Figure. 6: Schematic representation of some of the possible applications
enabled by ultrasound.

Second, micromachined ultrasound transducers can be used as a sensing instrument, for imaging applications. Following a Yole Development 2018 report, cMUTs and pMUTs are opening new possibilities in existing markets such as medical ultrasound and fingerprinting, while also creating new markets such as gesture recognition – where ultrasound can provide an alternative to radar- or light-based gesture recognition solutions. Examples of medical ultrasound imaging are portable echography, cardio patches or structural brain imaging – allowing to image body structures with waves that are free of radiation.

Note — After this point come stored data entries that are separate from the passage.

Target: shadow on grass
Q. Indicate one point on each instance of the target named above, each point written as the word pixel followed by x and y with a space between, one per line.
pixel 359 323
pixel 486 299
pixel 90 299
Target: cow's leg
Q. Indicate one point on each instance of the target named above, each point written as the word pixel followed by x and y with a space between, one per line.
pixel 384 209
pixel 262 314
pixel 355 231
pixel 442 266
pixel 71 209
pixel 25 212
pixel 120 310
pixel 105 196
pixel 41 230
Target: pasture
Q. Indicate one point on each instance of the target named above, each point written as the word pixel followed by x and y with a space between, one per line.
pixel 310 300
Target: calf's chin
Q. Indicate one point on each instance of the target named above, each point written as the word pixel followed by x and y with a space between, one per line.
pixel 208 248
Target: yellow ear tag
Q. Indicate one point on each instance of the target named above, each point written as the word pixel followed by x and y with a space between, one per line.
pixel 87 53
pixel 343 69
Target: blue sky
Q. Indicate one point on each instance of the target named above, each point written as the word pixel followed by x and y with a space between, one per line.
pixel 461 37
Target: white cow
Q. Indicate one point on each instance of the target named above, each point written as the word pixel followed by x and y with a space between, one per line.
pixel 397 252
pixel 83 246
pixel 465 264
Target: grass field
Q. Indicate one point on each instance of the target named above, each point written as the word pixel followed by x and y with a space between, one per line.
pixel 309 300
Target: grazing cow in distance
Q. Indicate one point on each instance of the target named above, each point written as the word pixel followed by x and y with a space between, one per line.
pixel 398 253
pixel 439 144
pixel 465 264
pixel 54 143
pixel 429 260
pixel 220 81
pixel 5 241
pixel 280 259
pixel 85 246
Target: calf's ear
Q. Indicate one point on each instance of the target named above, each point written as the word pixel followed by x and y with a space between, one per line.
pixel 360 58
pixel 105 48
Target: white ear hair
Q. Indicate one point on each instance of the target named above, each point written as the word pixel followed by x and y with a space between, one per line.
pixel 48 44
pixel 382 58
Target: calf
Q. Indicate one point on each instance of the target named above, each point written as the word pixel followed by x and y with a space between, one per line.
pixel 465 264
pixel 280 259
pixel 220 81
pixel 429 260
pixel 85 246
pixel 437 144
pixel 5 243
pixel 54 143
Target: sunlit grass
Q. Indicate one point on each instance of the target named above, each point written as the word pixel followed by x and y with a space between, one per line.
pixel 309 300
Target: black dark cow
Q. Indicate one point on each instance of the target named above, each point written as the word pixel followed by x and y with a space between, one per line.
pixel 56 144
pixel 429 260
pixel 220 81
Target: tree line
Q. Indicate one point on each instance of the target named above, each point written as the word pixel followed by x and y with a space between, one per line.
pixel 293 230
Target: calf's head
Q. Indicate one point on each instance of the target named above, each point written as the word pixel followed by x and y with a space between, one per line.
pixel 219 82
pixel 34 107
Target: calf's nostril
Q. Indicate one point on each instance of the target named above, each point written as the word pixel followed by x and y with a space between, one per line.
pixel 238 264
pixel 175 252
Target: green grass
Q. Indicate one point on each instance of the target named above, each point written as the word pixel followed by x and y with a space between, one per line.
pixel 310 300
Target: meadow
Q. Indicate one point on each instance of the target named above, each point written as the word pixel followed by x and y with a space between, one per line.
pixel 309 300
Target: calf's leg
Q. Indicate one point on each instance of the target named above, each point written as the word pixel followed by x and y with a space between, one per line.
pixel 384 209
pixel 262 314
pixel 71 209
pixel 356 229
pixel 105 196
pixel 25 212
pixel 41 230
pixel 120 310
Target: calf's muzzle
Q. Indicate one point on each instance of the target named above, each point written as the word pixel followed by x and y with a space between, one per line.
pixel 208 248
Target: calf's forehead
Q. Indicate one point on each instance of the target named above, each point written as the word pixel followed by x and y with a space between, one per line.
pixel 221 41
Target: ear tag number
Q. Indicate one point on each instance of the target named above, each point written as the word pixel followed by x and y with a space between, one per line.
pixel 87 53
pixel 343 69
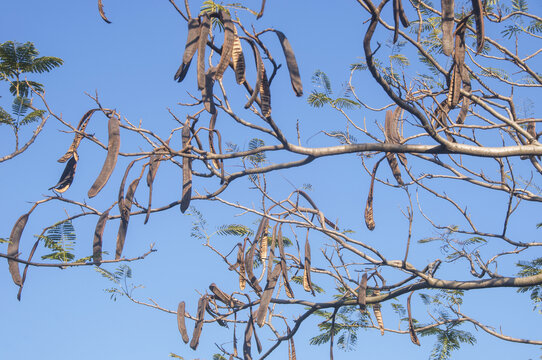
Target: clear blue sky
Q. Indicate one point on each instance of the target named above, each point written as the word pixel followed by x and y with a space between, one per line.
pixel 130 63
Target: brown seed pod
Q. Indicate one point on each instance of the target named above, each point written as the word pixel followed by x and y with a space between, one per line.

Movie: https://vimeo.com/252350041

, Sweat-proof “smart skin” takes reliable vitals, even during workouts and spicy meals

Figure 7:

[caption movie:] Ultrasound
is the sole technology to enable
low power and non-contact gesture
recognition and haptic feedback.

 

Want to know more?

  • Imec can help you tap into the unexplored potential of ultrasound – for haptic feedback or beyond applications. We are interested in collaborating with partners and clients in the life sciences field, infotainment, or automotive industry and in other applications requiring industrials sensors and actuators that challenge our technologies. Our Si-based technologies are ready to be tailored to specific applications and with our extensive inhouse expertise and infrastructure, we can perform all development steps in-house. Small- and high-volume production is offered through collaboration with our foundry partner. Interested? Feel free to contact imec’s senior business develop manager Denis Marcon.
  • You can access the 2018 Yole Development analysis on ultrasound sensing technologies via this link.

About Denis Marcon

Denis Marcon received a M.S. degree from the University of Padova in 2006. Subsequently, he received the PhD degree of doctor in Engineering from the KU Leuven and imec in 2011. He is leading author or co-author of more than 50 journ, Sweat-proof “smart skin” takes reliable vitals, even during workouts and spicy mealsal papers or conference contributions. Currently, he is a Sr. business development manager in imec, Belgium, and he is responsible for the partnerships with imec in the field of GaN power electronics and on dedicated development projects of Si-based device and sensors.

 

About Xavier Rottenberg

Xavier Rottenberg is scientific director and group leader wave-based sensors and actuators at imec. He received the MSc degree in Physics Engineering and a supplementary degree in Theoretical Physics in 1998 and 1999 from “Université Libre de Bruxelles”, Belgium. He received further his PhD degree in Electrical Enginee, Sweat-proof “smart skin” takes reliable vitals, even during workouts and spicy mealsring in 2008 from KU Leuven, Belgium. He worked one year at the Royal Meteorological Institute of Belgium in the field of remote sensing from space and joined imec in 2000.